Nice, yet apparently not nice enough. USDTV filed for Chapter 7 bankruptcy protection July 6, after a two-year effort to provide low-cost DTV on analog sets to the last of the "antenna people" and other hold-out consumers who might settle for less TV for less money.
According to Wilmington, Del. attorney John Carroll of Cozen O'Connor, who represents the court trustee, two parties were in seperate discussions in mid-July to assume the assets and debts of USDTV. A creditors meeting was scheduled for Aug. 3, according to court documents.
After a soft launch in early 2004 in its home base of Salt Lake City, USDTV obtained the capital necessary to expand into Las Vegas, Albuquerque and Dallas-Ft. Worth with about 30 channels. Its monthly fee was $20, plus about $65 in startup expenses.
At its peak, the company employed 135 people. At the time of the bankruptcy filing, USDTV had about 16,000 subscribers, the majority of them in Dallas and Salt Lake City. Service continued in the weeks following the bankruptcy filing.
A POSITIVE NEGATIVE
Lindsley's company was attempting to create a positive from a negative: counting on a mostly maverick base of disgruntled consumers-who, for various reasons, would not (or could not) pay for traditional cable or satellite-to welcome USDTV's compromise service as a way to get fewer channels at lower monthly fees.
According to Lindsley, his company simply didn't have enough time and adequate long-range backing to achieve its goals successfully.
"We had a very positive sign of consumer demand of this product in a short time," he said. "We only went into the Dallas market last September and were on a [course] to sign up 20,000 homes within a year."
Lindsley, who had a comparable enterprise prior to USDTV that experienced a similar fate, said what the early sign-up numbers showed was "consumers were interested in 'value offerings,' and that includes price, but they were not interested in paying for channels they never watched."
He likened his firm's services to a kind of a la carte approach, yet apart from an add-on premium channel or two like Starz!, USDTV subscribers got a set package of channels, including only one news cable network, Fox News Channel.
"We haven't had the time to build a fully integrated Web, to get into big-box stores. We're just getting started at this point," he said.
Ultimately, he added, broadcasters were unwilling to competer with cable.
"The key is to get in the game, and until broadcasters are willing to get into the game, we have to go with third parties."
Lindsley said his firm at least provided a start for local broadcasters to start signing on subscribers like cable does. But some industry analysts like Bruce Leichtman contend that Lindsley's firm was doomed from the start because it was offering a service that very few people wanted to buy.
"USDTV failed because it had a very poor consumer proposition," said Leichtman, president of Leichtman Research Group, a media research firm in Durham, N.H.

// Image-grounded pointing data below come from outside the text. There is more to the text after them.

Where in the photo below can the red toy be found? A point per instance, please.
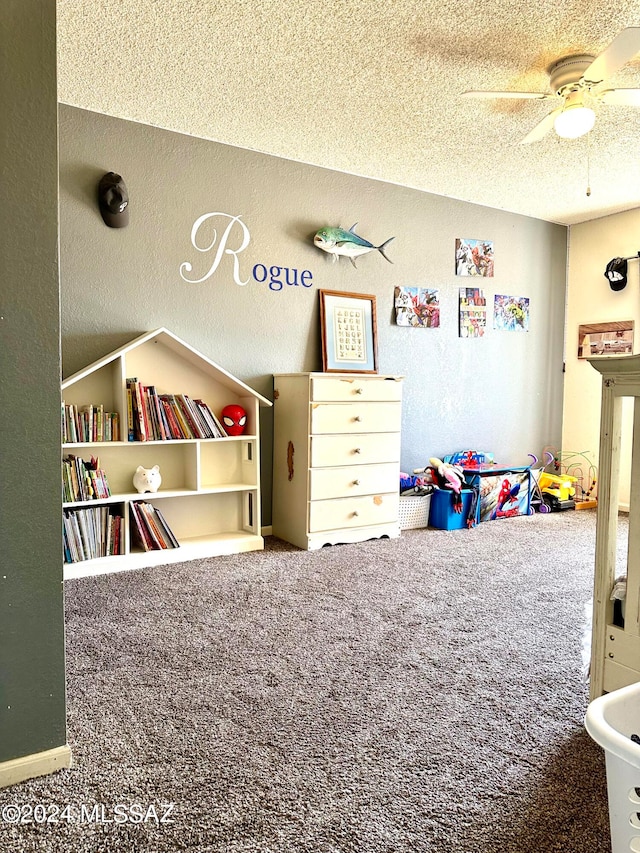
(234, 419)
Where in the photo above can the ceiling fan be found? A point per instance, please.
(578, 79)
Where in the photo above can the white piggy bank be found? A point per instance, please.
(147, 479)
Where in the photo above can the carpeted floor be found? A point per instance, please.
(421, 694)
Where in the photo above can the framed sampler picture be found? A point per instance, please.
(349, 332)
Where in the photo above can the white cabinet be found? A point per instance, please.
(210, 491)
(615, 649)
(336, 461)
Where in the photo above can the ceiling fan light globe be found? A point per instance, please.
(574, 121)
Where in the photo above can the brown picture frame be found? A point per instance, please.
(605, 339)
(348, 326)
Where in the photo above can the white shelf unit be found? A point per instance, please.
(210, 492)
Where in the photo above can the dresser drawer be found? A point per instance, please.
(353, 481)
(357, 449)
(353, 512)
(348, 388)
(355, 417)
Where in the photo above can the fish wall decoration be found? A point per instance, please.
(337, 241)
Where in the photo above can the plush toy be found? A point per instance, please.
(234, 419)
(147, 479)
(449, 476)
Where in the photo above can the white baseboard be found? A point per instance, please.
(37, 764)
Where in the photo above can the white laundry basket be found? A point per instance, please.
(611, 720)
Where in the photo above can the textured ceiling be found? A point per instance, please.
(370, 87)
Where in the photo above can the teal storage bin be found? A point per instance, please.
(442, 514)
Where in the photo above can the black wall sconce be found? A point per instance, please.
(113, 200)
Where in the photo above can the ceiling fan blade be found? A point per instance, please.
(542, 128)
(623, 97)
(621, 50)
(539, 96)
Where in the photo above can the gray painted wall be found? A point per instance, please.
(32, 699)
(502, 393)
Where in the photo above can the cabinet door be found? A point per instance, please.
(353, 512)
(355, 417)
(345, 389)
(357, 449)
(353, 480)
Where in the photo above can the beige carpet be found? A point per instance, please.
(421, 694)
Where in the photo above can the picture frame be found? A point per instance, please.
(349, 332)
(605, 339)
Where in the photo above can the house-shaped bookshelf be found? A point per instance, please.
(209, 498)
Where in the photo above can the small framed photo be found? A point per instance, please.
(349, 332)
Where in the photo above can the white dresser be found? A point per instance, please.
(336, 465)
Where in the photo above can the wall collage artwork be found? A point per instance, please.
(419, 307)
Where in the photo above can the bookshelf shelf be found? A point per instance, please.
(210, 491)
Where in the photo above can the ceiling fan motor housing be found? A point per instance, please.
(567, 73)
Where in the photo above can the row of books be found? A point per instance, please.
(153, 532)
(89, 423)
(83, 480)
(91, 533)
(163, 417)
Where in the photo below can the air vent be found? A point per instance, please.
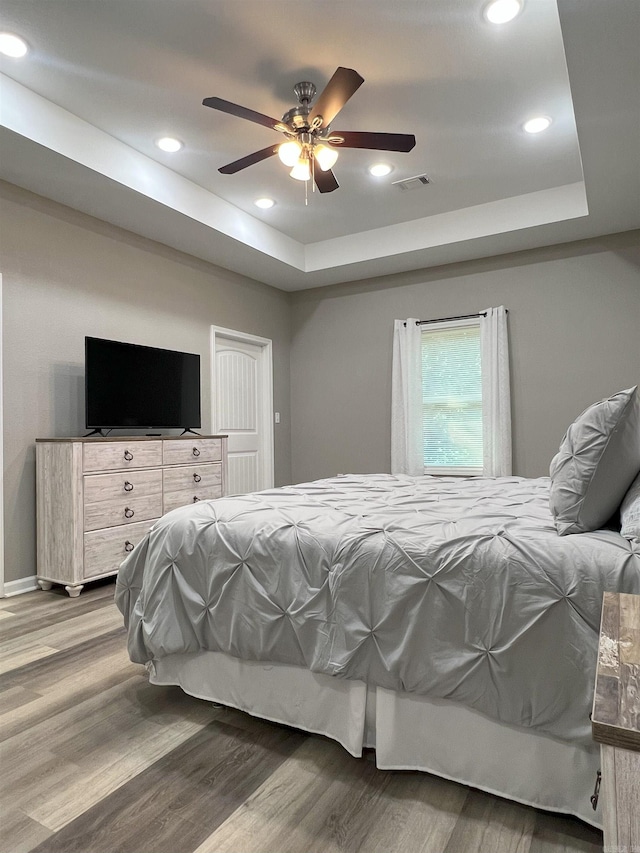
(412, 183)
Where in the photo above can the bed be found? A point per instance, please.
(442, 621)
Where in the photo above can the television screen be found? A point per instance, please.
(133, 386)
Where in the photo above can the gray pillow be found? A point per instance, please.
(630, 512)
(598, 459)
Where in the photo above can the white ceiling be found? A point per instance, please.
(80, 113)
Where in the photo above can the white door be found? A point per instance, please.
(242, 403)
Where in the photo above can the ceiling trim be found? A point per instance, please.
(33, 117)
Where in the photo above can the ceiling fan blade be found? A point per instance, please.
(243, 112)
(335, 95)
(249, 160)
(325, 181)
(380, 141)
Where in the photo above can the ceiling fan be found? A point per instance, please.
(310, 140)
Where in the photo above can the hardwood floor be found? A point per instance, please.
(95, 760)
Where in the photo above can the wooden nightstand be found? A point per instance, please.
(615, 721)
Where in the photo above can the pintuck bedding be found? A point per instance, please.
(447, 588)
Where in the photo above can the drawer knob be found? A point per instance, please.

"Going for 'less for less' is not something that consumers truly want, and that proposition was the basis for any lack of success that it could have ever possibly had. This of course was same proposition that wireless cable tried a while back and it just does not work," Leichtman said.

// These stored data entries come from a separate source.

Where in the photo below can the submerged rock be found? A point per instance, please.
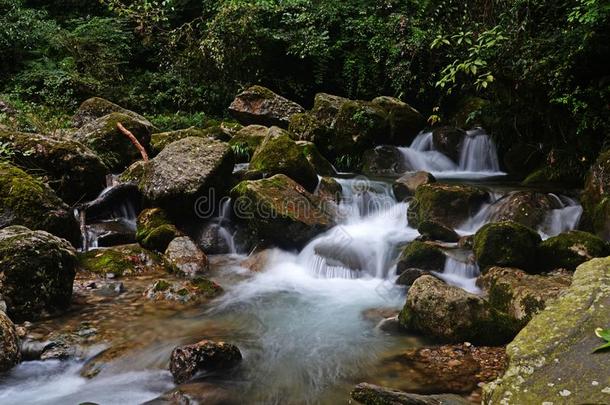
(27, 201)
(449, 204)
(570, 249)
(259, 105)
(205, 355)
(280, 210)
(37, 271)
(551, 360)
(506, 244)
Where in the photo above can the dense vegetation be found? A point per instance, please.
(539, 67)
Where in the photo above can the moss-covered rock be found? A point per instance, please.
(154, 230)
(280, 211)
(111, 145)
(570, 249)
(96, 107)
(521, 295)
(506, 244)
(259, 105)
(73, 170)
(26, 201)
(421, 255)
(551, 360)
(184, 171)
(279, 154)
(37, 272)
(123, 261)
(449, 204)
(10, 350)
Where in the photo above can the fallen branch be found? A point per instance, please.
(133, 140)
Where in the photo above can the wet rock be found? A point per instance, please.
(521, 295)
(449, 204)
(110, 144)
(279, 154)
(421, 255)
(551, 360)
(71, 169)
(37, 271)
(570, 249)
(448, 140)
(186, 256)
(369, 394)
(26, 201)
(154, 230)
(205, 355)
(452, 314)
(259, 105)
(10, 352)
(506, 244)
(96, 107)
(184, 171)
(407, 184)
(383, 161)
(437, 231)
(280, 210)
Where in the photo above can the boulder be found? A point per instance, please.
(10, 351)
(154, 230)
(73, 170)
(369, 394)
(407, 184)
(551, 360)
(186, 256)
(184, 171)
(449, 204)
(279, 154)
(206, 355)
(521, 295)
(506, 244)
(570, 249)
(448, 140)
(38, 270)
(383, 161)
(27, 201)
(280, 210)
(449, 313)
(436, 231)
(259, 105)
(96, 107)
(110, 144)
(422, 256)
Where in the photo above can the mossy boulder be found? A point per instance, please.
(184, 171)
(406, 186)
(259, 105)
(123, 261)
(73, 170)
(552, 359)
(506, 244)
(281, 211)
(97, 107)
(451, 314)
(421, 255)
(279, 154)
(10, 350)
(521, 295)
(38, 270)
(449, 204)
(27, 201)
(154, 230)
(111, 145)
(570, 249)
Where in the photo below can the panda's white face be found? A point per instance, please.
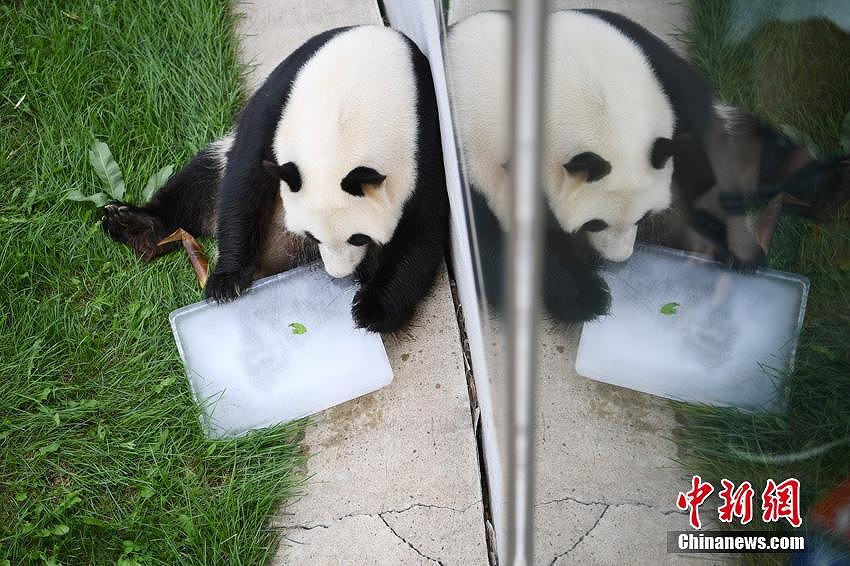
(595, 198)
(607, 131)
(343, 228)
(345, 146)
(601, 99)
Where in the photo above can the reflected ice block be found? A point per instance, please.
(725, 341)
(249, 370)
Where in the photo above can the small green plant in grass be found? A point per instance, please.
(107, 169)
(102, 455)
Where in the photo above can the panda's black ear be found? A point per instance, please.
(590, 163)
(287, 172)
(359, 176)
(662, 150)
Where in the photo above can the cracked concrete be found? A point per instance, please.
(404, 455)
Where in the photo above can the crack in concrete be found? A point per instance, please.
(379, 513)
(581, 538)
(407, 542)
(609, 504)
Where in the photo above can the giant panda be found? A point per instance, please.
(726, 160)
(607, 129)
(337, 154)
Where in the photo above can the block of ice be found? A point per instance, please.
(249, 368)
(684, 327)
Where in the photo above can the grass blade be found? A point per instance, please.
(99, 199)
(156, 182)
(107, 169)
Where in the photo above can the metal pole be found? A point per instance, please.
(523, 272)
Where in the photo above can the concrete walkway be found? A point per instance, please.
(393, 475)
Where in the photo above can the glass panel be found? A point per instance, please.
(696, 264)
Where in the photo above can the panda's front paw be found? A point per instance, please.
(375, 315)
(750, 264)
(224, 286)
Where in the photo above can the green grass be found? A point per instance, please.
(101, 454)
(797, 75)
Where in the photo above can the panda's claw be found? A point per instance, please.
(226, 286)
(135, 227)
(371, 313)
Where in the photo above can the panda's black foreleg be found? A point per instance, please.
(573, 290)
(188, 200)
(405, 268)
(246, 208)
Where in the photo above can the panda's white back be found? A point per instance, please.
(479, 70)
(602, 96)
(352, 104)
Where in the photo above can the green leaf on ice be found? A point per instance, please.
(297, 328)
(670, 308)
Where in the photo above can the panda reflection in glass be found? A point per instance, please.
(337, 155)
(630, 130)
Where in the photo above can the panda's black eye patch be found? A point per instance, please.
(595, 225)
(644, 217)
(359, 240)
(589, 163)
(359, 176)
(287, 172)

Josh Bernoff, principal analyst for Forrester Research, said USDTV "definitely had the opportunity to pick off those who wanted to pay less for a cable service. And there are plenty of them." But he said there are big reasons for its demise.

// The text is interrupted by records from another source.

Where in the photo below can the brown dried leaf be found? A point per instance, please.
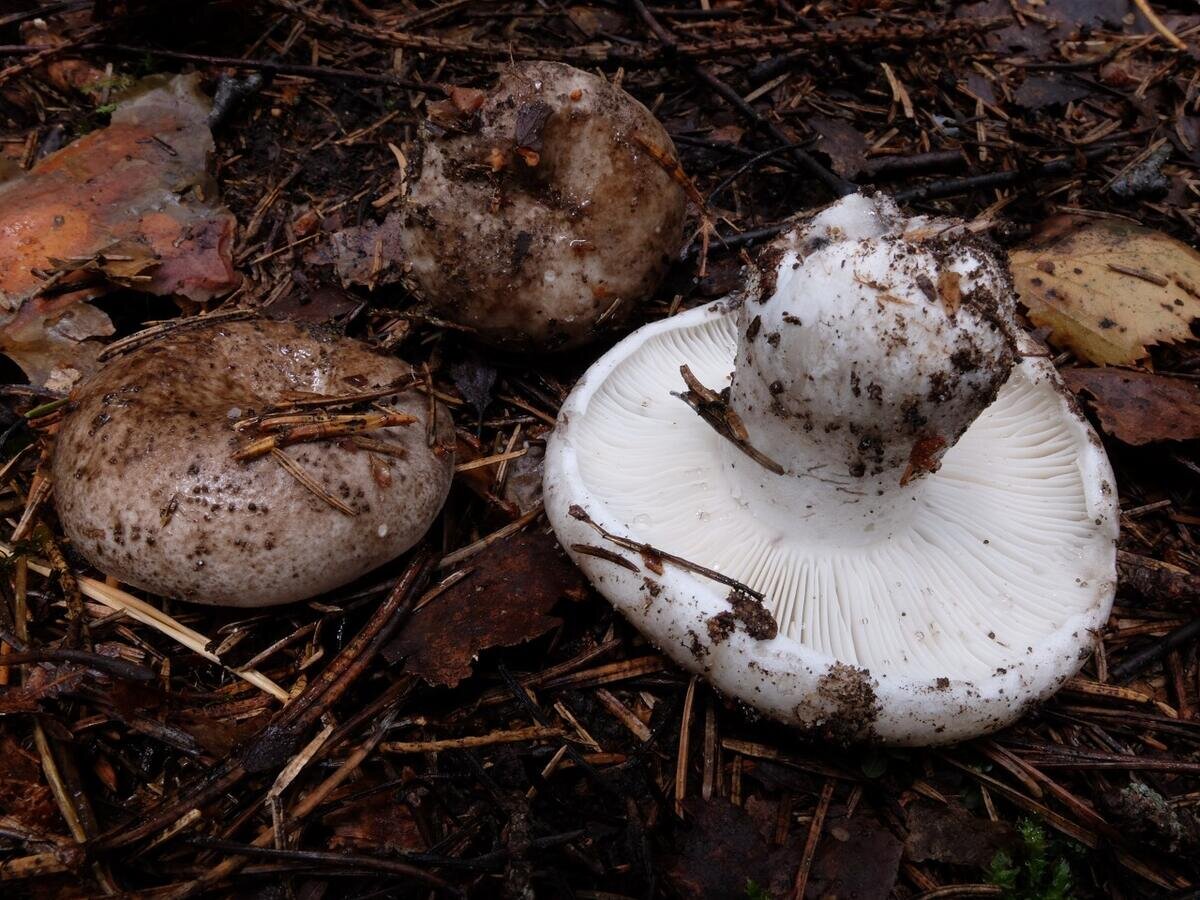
(24, 796)
(843, 143)
(505, 600)
(723, 851)
(131, 204)
(65, 72)
(1107, 288)
(376, 823)
(1140, 407)
(857, 857)
(949, 834)
(467, 100)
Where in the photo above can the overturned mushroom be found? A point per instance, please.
(249, 463)
(541, 219)
(887, 526)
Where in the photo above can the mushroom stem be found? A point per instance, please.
(870, 345)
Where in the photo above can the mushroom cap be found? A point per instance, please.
(148, 491)
(961, 599)
(543, 256)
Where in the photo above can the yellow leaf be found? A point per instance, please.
(1107, 289)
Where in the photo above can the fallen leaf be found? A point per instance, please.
(1107, 288)
(1146, 816)
(24, 797)
(948, 833)
(723, 852)
(857, 857)
(1042, 91)
(364, 255)
(131, 204)
(379, 822)
(64, 72)
(505, 600)
(1140, 407)
(843, 143)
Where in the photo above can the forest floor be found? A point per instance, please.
(527, 741)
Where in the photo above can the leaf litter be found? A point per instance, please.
(556, 762)
(1108, 289)
(132, 204)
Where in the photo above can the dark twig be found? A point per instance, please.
(1179, 637)
(837, 185)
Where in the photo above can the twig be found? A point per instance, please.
(810, 845)
(715, 411)
(837, 185)
(515, 736)
(1158, 24)
(1179, 637)
(659, 556)
(309, 483)
(145, 613)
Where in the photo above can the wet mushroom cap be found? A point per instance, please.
(541, 220)
(149, 492)
(871, 574)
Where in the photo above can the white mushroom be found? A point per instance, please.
(887, 526)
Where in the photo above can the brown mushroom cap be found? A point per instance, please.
(546, 215)
(148, 490)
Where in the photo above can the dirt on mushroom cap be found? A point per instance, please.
(540, 220)
(148, 490)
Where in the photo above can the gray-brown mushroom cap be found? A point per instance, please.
(148, 490)
(544, 219)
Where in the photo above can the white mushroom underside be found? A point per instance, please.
(1003, 552)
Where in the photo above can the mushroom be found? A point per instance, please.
(160, 484)
(883, 523)
(544, 217)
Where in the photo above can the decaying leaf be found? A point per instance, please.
(948, 833)
(1140, 407)
(857, 857)
(1107, 288)
(505, 600)
(843, 143)
(364, 255)
(131, 204)
(25, 798)
(377, 822)
(66, 73)
(724, 855)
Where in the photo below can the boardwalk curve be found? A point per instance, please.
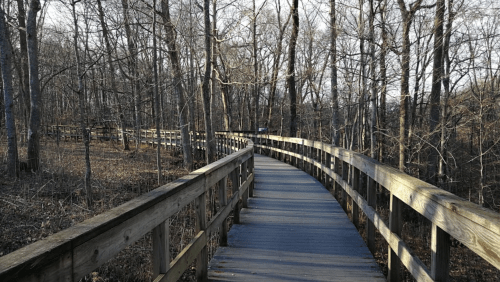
(293, 230)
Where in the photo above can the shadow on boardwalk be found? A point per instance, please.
(293, 230)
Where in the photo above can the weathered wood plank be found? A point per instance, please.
(293, 230)
(475, 227)
(184, 258)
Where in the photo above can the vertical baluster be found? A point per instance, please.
(355, 186)
(328, 164)
(251, 169)
(235, 175)
(223, 203)
(243, 179)
(395, 225)
(440, 254)
(345, 176)
(201, 224)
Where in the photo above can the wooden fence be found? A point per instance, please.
(343, 170)
(72, 253)
(169, 138)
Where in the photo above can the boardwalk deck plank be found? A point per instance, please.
(293, 230)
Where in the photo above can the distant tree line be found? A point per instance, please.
(413, 84)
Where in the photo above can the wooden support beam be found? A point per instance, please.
(395, 226)
(201, 225)
(161, 249)
(440, 254)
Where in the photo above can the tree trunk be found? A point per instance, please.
(178, 85)
(255, 69)
(383, 80)
(134, 80)
(333, 82)
(291, 69)
(81, 102)
(276, 64)
(446, 86)
(157, 100)
(35, 117)
(373, 87)
(25, 74)
(435, 97)
(114, 87)
(8, 91)
(407, 16)
(210, 141)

"First, people who want to pay less for cable have a great alternative already-satellite. Echostar, in particular, has the lowest cost digital offering available. Competing for these folks means major marketing costs, which USDTV didn't have the stomach for."
For his part, Lindsley said that despite conventional wisdom that most antenna people were primarily low income, he said about 70 percent of his customer base owned their own homes and had a median household income of $65,000-plus.
But Bernoff said that income is not necessarily the issue.
"HDTV is growing in popularity and more than 40 percent of HD set owners today have below-average incomes," he said.
Ironically, he said this is another problem for an operation based on digital broadcast, such as USDTV. "It means stations need to set aside more bandwidth for HDTV, and add in multicasting, which [consumers] are also interested in-and that means there's less bandwidth for USDTV."
It also may mean the Wal-Mart customers USDTV were targeting aren't willing to settle for just a few channels, Bernoff said.
Finally, another fundamental problem facing USDTV was one broadcasters have faced for more than half a century: terrestrial interference.
The outcome of the bankruptcy is expected to be finalized some time in September.